This video demonstrates the Planetary-scale Terrain Composition algorithm. We overlay the national elevation databases, 17 gigapixel height map covering the United States at 30 meters resolution with the Shuttle Radar Topography Mission, a 3 gigapixel height map covering the world at 500 meters. The colormap is Blue Marble Next Generation, also 3 gigapixels, for a total of 23 gigapixels of source data. This data and the demonstrated camera path are the same used in the performance analysis included in our paper.

Let’s look at the individual steps performed by the Terrain Composition algorithm. First the CPU computes a coarse set of visible triangular patches. These are uploaded to the GPU for recursive refinement seen here. This mesh is processed by the GPU as an image, allowing an arbitrary number of height map textures to be composed directly with it. The texture coordinate of each fragment is written to a 32-bit floating point frame buffer. Here we see longitude in red and latitude in green. Given this an arbitrary number of surface maps may be composed atop our terrain geometry using ordinary alpha blending terrain space. In this case, the many pages of virtual texture are seamlessly blended. Similarly, normal maps derived from our height map textures are accumulated.

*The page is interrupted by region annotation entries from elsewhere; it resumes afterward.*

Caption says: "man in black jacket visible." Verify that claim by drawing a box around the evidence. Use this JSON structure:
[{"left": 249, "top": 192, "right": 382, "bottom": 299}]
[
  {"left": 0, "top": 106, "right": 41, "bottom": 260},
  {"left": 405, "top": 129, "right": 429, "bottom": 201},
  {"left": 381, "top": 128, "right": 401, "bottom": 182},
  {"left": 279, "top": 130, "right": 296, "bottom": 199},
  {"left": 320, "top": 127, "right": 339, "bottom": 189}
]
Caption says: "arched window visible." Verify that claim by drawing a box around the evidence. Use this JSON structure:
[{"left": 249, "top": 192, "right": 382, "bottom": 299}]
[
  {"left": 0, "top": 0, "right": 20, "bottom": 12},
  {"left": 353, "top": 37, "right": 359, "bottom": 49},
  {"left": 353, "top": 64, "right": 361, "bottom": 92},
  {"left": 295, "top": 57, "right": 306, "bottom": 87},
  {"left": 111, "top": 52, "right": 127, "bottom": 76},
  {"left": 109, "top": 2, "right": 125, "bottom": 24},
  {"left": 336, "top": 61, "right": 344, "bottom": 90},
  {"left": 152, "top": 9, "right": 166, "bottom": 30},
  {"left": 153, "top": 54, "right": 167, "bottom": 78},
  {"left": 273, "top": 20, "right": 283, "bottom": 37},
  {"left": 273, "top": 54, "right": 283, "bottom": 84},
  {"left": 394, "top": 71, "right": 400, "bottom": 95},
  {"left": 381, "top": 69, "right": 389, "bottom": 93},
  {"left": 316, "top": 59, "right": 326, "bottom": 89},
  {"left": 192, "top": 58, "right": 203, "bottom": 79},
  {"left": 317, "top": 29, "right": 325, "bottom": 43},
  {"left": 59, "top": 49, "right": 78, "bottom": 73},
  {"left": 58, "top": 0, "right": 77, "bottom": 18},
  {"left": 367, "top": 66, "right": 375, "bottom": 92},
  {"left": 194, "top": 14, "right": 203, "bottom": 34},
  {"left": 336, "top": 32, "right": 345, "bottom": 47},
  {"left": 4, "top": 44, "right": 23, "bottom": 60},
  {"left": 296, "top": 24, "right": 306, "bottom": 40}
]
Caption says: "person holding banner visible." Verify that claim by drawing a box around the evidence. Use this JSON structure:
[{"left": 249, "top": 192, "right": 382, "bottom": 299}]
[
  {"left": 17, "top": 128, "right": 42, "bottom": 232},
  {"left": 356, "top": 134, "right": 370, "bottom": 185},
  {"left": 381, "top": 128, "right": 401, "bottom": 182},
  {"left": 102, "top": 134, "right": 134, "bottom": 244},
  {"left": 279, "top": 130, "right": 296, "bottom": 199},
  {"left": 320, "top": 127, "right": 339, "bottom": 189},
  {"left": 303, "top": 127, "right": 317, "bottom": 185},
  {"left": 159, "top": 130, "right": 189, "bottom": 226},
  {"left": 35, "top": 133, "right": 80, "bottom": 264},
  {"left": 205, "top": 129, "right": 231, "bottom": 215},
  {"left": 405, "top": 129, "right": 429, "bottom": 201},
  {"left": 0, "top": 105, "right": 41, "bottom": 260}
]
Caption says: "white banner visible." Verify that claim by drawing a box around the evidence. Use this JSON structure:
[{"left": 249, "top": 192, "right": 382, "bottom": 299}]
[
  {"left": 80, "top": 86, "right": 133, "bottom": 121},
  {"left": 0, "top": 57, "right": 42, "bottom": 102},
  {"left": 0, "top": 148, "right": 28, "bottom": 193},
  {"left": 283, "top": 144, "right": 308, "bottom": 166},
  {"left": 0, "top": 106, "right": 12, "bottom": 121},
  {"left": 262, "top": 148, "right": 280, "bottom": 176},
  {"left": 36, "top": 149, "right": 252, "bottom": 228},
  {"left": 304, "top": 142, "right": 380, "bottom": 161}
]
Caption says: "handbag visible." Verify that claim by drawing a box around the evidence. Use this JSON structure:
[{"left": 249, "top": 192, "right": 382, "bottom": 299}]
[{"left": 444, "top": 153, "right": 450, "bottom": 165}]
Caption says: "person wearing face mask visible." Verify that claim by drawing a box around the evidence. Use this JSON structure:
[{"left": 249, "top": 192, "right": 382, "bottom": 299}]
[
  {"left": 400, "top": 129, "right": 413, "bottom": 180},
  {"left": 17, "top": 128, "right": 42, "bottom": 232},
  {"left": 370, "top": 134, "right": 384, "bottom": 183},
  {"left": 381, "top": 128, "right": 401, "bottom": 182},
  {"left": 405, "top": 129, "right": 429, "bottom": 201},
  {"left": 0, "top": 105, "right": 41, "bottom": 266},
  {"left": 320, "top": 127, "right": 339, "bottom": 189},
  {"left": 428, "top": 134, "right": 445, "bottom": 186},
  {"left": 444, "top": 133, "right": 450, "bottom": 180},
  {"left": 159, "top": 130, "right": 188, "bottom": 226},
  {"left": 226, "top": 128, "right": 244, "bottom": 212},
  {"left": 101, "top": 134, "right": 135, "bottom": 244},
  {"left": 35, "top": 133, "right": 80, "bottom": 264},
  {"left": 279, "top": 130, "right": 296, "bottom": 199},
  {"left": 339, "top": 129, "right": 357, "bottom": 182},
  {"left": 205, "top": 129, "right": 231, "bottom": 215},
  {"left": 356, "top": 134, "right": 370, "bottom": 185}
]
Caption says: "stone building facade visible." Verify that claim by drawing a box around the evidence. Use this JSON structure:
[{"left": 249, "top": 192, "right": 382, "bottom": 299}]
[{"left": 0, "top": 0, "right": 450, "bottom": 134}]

Finally, the diffuse color and normal map buffers are combined with an atmospheric illumination model, yielding the final image.

Now we see the algorithm operating in real-time on a large-scale, high resolution, virtual reality display device. A cluster of PCs drives an array of 60 auto stereoscopic screens with a total resolution over 100 million pixels. The scalability of our algorithm makes it uniquely applicable to this kind of display environment.